Militante do PCO e jornalista. Materiais publicados em dezenas de sites, jornais, rádios e TVs do Brasil e do exterior. Editor e colunista do Diário Causa Operária.

França

Esquerda e Macron estendem o tapete para Le Pen chegar ao Eliseu

A crise política em um dos principais centros imperialistas é cada vez mais profunda. A extrema-direita tem chances reais de assumir o governo francês em 2022

Temos discutido diariamente em nossa imprensa a crise histórica das direções da esquerda, que se aprofunda conforme desmorona o regime ao qual elas se agarram. Mas isso, naturalmente, não é um fenômeno exclusivo da esquerda brasileira. É internacional.

Na França, por exemplo, a situação é tão ou mais preocupante do que aqui. A um ano das eleições presidenciais, as perspectivas não poderiam ser piores. Todas as pesquisas indicam um segundo turno entre o atual presidente Emmanuel Macron e a líder fascista Marine Le Pen. E, para o desespero da pequena burguesia “bem pensante”, há chances reais da extrema-direita tomar o poder. Pesquisa do IFOP aponta a vitória no 1º turno de Le Pen (28% dos votos) contra Macron (24%).
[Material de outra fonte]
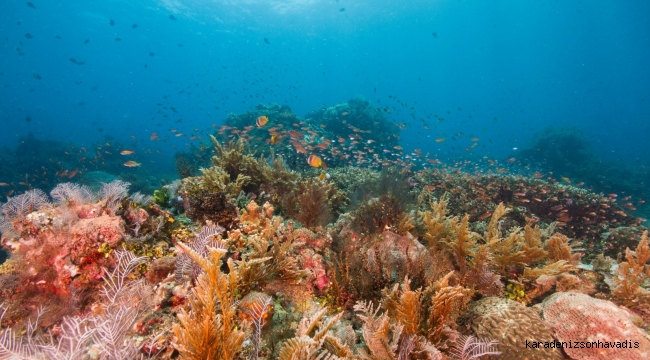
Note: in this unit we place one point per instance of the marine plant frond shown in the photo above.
(312, 201)
(423, 349)
(633, 272)
(336, 347)
(493, 229)
(404, 306)
(21, 205)
(141, 199)
(113, 193)
(320, 345)
(111, 330)
(256, 306)
(376, 330)
(464, 243)
(446, 305)
(208, 330)
(472, 348)
(308, 324)
(13, 346)
(253, 273)
(296, 348)
(559, 249)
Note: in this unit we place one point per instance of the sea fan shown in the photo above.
(113, 193)
(21, 205)
(141, 199)
(471, 348)
(115, 280)
(257, 308)
(185, 267)
(69, 193)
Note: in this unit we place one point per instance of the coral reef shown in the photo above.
(262, 254)
(513, 325)
(581, 215)
(578, 317)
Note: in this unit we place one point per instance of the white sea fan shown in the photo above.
(21, 205)
(113, 193)
(115, 280)
(70, 193)
(172, 189)
(185, 266)
(472, 348)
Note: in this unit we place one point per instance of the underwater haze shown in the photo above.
(529, 64)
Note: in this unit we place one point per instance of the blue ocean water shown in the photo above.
(88, 72)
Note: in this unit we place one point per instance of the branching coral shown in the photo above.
(208, 330)
(312, 340)
(388, 208)
(313, 202)
(387, 340)
(633, 273)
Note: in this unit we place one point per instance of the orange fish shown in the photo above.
(314, 161)
(299, 148)
(485, 215)
(261, 121)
A maioria dos levantamentos, contudo, dá vitória apertada do representante dos banqueiros no 2º turno, como expressa a pesquisa Harris Interactive publicada no jornal L’Opinion: 53% contra 47%. A esquerda, sem uma política vinda das massas operárias e destinada a elas, não tem nenhuma força eleitoral competitiva.
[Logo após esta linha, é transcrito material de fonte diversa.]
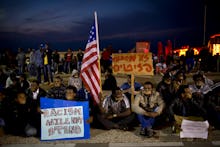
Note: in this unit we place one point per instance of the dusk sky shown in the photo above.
(66, 23)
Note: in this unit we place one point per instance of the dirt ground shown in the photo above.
(103, 136)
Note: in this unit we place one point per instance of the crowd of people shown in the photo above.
(167, 102)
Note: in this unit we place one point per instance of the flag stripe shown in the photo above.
(90, 68)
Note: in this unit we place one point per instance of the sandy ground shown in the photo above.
(117, 136)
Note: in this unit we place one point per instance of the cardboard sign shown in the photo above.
(63, 120)
(132, 63)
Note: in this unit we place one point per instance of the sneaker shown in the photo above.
(143, 131)
(149, 132)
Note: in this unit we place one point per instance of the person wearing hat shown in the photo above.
(75, 80)
(164, 87)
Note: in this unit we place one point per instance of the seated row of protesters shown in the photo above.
(173, 98)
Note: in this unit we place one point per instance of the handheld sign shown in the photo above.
(132, 63)
(63, 119)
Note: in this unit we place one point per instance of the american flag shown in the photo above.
(90, 73)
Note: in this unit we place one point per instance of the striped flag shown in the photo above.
(90, 73)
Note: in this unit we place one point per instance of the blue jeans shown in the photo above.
(145, 121)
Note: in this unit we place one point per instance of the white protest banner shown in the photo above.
(62, 119)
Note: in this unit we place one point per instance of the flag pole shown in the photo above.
(97, 39)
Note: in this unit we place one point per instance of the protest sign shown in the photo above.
(194, 129)
(132, 63)
(62, 119)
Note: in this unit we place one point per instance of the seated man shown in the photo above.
(127, 87)
(72, 95)
(148, 105)
(199, 88)
(212, 105)
(115, 112)
(184, 107)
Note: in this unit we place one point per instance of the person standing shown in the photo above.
(21, 57)
(47, 57)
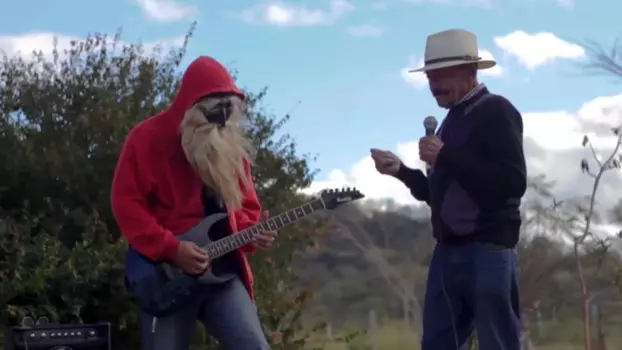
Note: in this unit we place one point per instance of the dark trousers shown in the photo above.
(474, 286)
(228, 314)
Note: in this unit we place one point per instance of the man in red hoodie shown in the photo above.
(175, 168)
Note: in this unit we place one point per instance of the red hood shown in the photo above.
(204, 76)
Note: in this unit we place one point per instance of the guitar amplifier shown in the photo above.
(59, 337)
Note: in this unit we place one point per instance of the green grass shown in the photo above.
(395, 336)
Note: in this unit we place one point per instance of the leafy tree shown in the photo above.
(63, 120)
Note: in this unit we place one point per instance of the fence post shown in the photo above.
(373, 330)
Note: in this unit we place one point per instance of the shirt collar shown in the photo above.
(469, 95)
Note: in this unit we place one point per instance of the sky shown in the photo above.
(340, 68)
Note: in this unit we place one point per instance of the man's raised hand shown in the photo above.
(386, 162)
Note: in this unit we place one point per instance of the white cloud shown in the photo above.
(366, 30)
(464, 3)
(534, 50)
(283, 14)
(552, 144)
(380, 5)
(568, 4)
(25, 44)
(419, 80)
(166, 10)
(37, 41)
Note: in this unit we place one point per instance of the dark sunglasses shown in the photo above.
(219, 114)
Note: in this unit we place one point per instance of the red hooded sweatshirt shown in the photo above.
(156, 194)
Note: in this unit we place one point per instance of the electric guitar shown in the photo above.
(161, 288)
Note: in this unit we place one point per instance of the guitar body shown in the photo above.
(161, 288)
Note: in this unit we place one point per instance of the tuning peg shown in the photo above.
(28, 322)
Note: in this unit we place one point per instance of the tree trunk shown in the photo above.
(586, 299)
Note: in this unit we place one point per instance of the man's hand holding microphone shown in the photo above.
(387, 163)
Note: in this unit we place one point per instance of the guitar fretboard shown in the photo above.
(232, 242)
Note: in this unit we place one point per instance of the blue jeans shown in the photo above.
(474, 286)
(228, 313)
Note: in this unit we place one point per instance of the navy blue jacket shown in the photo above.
(476, 185)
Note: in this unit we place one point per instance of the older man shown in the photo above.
(175, 168)
(474, 185)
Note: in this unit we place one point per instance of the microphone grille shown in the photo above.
(430, 123)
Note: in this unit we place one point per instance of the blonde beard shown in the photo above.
(218, 154)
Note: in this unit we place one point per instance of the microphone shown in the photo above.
(430, 123)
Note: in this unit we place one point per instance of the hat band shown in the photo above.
(452, 58)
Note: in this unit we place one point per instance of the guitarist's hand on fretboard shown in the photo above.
(191, 258)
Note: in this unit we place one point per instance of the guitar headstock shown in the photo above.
(333, 198)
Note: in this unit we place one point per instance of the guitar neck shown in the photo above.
(232, 242)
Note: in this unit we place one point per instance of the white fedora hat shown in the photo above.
(450, 48)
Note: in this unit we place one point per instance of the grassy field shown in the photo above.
(397, 337)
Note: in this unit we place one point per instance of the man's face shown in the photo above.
(216, 145)
(448, 84)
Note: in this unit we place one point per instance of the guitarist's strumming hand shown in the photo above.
(191, 258)
(265, 239)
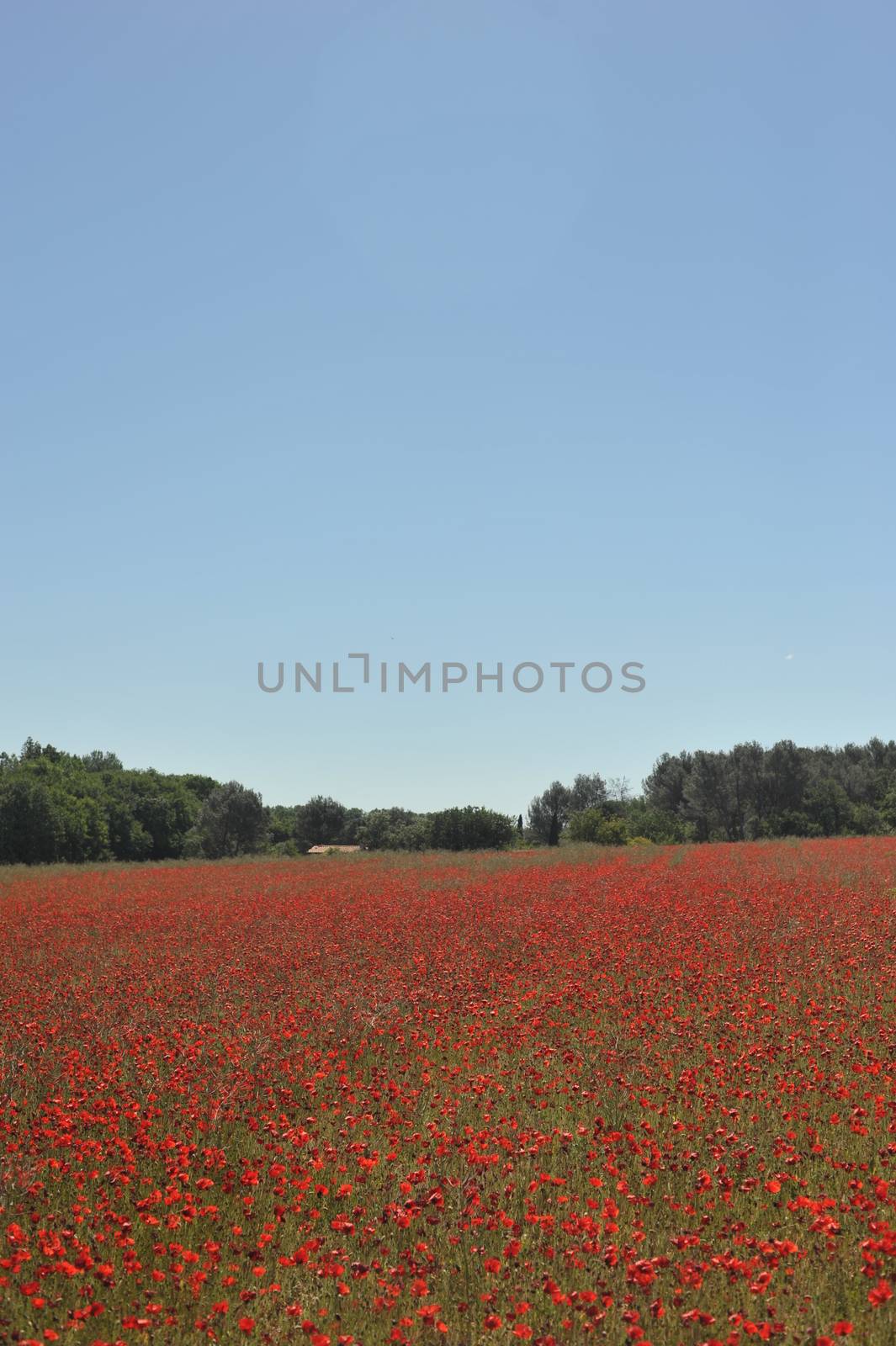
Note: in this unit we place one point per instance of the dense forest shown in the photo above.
(56, 807)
Diante de tal cenário, o que faz a esquerda?

A maior parte dela tem vergonha de anunciar publicamente o apoio a Macron, mas, no geral, parece estar se preparando para correr para o colo da alta burguesia se Le Pen ameaçar vencer em maio de 2022. O Partido Socialista é quem encabeça a ala dos que pensam seriamente em optar pelo “mal menor”. A prefeita de Paris, Anne Hidalgo, e o primeiro secretário do partido, Olivier Faure, junto com o ex-presidente da república, François Hollande, são claros apoiadores da frente ampla à francesa, a chamada “frente republicana”, contra a extrema direita.

Hidalgo, cuja administração à frente da capital nacional é notadamente direitista e impopular, já disse que a tarefa principal nas eleições é barrar Le Pen. Por sua vez, Hollande, que governou para o imperialismo francês entre 2012 e 2017, elogiou Macron no combate à pandemia – “combate” esse que já matou quase 100 mil cidadãos, estabeleceu medidas repressivas e, no entanto, deixou as escolas abertas para que alunos, professores e, como consequência, toda a população continuassem se contaminando.

Em entrevista à Folha de S.Paulo (com a clara intenção de promover a política de frente ampla no Brasil), o ex-presidente francês esclareceu qual é a política que irá promover nas eleições francesas: o apoio de toda a esquerda a Macron.

A esquerda nos Estados Unidos –porque é assim que podemos considerar os democratas americanos– foi capaz de se unir em torno de Joe Biden, cujo passado e experiência eram testemunhas de seu compromisso e despertaram confiança. Foi assim que Trump pôde ser derrotado. Foi por pouco, e isso só foi possível porque o conjunto dos democratas, para além de suas diferenças, juntaram suas forças. O papel da esquerda, portanto, é fazer de tudo para impedir que os populistas cheguem ao poder e, quando eles chegam, de retirá-los democraticamente propondo ao povo uma solução crível. (Folha de S.Paulo, 22 de março de 2021)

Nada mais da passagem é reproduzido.